The new DoD security clearance numbers were presented in the latest quarterly report on Insider Threat and Security Clearance Reform, FY2015 Quarter 3, September 2015.

The reduction in security clearances is not simply a reflection of programmatic or budgetary changes. Rather, it has been defined as a policy goal in its own right. A bloated security bureaucracy is harder to manage, more expensive, and more susceptible to catastrophic security failures than a properly streamlined system would be.

So the Administration’s Insider Threat Program states that one of the objectives of the program is to “Reduce total population of […] Secret and TS/SCI clearance holders to minimize risk of access to sensitive information and reduce cost.”
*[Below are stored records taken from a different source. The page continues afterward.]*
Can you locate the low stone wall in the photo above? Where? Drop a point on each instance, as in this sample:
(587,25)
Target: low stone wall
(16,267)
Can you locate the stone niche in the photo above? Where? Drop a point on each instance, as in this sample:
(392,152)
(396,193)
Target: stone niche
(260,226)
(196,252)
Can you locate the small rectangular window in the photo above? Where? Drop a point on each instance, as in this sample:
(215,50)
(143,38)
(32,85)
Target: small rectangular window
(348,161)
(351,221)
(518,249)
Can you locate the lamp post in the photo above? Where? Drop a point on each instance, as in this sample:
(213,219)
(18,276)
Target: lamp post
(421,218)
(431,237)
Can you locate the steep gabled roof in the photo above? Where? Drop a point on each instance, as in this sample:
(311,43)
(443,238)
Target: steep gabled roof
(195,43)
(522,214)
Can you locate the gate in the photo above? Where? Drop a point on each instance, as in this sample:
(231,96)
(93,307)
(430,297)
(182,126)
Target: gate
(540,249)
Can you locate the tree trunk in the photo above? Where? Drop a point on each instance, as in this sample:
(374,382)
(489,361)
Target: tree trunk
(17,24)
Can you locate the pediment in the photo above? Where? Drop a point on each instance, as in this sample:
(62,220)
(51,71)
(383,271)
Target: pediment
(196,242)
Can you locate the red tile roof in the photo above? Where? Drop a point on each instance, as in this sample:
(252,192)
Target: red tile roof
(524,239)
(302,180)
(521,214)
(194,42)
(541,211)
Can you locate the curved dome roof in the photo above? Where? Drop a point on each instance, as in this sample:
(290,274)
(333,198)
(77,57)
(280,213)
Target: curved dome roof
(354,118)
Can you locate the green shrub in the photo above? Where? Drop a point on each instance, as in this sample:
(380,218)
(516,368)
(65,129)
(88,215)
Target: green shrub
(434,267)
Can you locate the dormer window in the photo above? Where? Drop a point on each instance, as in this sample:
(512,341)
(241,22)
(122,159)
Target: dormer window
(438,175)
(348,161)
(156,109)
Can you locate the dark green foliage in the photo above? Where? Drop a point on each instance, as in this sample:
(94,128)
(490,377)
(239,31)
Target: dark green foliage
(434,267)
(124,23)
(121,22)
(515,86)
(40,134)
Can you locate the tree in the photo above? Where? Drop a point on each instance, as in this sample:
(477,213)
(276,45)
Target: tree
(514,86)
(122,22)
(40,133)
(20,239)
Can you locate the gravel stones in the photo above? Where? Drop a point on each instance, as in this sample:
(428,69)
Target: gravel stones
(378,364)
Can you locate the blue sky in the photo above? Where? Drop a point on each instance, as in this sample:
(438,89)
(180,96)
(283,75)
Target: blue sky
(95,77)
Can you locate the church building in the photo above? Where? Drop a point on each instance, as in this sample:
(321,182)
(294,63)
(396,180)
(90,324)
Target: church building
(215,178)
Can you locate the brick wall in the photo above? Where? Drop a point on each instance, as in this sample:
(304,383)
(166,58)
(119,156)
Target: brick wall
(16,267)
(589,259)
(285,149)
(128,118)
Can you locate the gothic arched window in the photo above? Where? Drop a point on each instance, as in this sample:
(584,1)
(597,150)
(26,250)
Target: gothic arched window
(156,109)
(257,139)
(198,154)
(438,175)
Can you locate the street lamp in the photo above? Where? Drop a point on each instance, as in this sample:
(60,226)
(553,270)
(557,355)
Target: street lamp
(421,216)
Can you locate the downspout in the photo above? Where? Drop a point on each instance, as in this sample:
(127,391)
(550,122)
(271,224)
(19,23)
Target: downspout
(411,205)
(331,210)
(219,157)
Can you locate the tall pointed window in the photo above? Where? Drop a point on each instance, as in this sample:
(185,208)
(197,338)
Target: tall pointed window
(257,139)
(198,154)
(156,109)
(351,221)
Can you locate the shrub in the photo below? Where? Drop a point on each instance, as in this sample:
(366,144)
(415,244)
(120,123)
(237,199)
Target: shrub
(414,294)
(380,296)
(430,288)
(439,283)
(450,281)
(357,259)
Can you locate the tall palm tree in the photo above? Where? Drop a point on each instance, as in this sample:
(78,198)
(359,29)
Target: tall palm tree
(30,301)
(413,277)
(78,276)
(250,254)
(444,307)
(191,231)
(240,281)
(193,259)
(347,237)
Reducing security clearances would also go hand in hand with, and help to reinforce, a long-term reduction in national security classification. (Although not widely recognized, original classification activity — the creation of new secrets — across the government has dropped each year for the past four years to a historically low level, according to the Information Security Oversight Office.)

The current insider threat program was initiated in 2012 — after the major WikiLeaks releases but before the Snowden disclosures. Its purpose was “to counter the threat of those insiders who may use their authorized access to compromise classified information.” See National Insider Threat Policy, The White House, November 21, 2012.

Implementation of the program has been slow, however.

A December 2014 milestone to provide “continuous evaluation” of the most sensitive Top Secret-cleared population was missed, the latest quarterly report notes. (Continuous evaluation refers to the automated screening of relevant information streams from multiple sources and databases including law enforcement, counterintelligence, credit reporting, and perhaps others.) Continuous evaluation of all TS and TS/SCI cleared personnel is said to be on track for December 2016.

Last year, the Department of Defense demonstrated continuous evaluation on approximately 100,000 cleared personnel. DoD will expand this capability to 225,000 persons this year, to 500,000 next year, and to 1 million in 2017, the quarterly report said.

Last week, the U.S. Navy issued updated guidance on implementation of its own Insider Threat Program.

Among other things, the guidance calls for a “reduction of Navy privileged users” who have unusually broad access to IT systems and data “and, therefore, could pose a higher risk of insider threat.” See Navy Insider Threat Program, Opnavinst 5510.165A, October 1, 2015.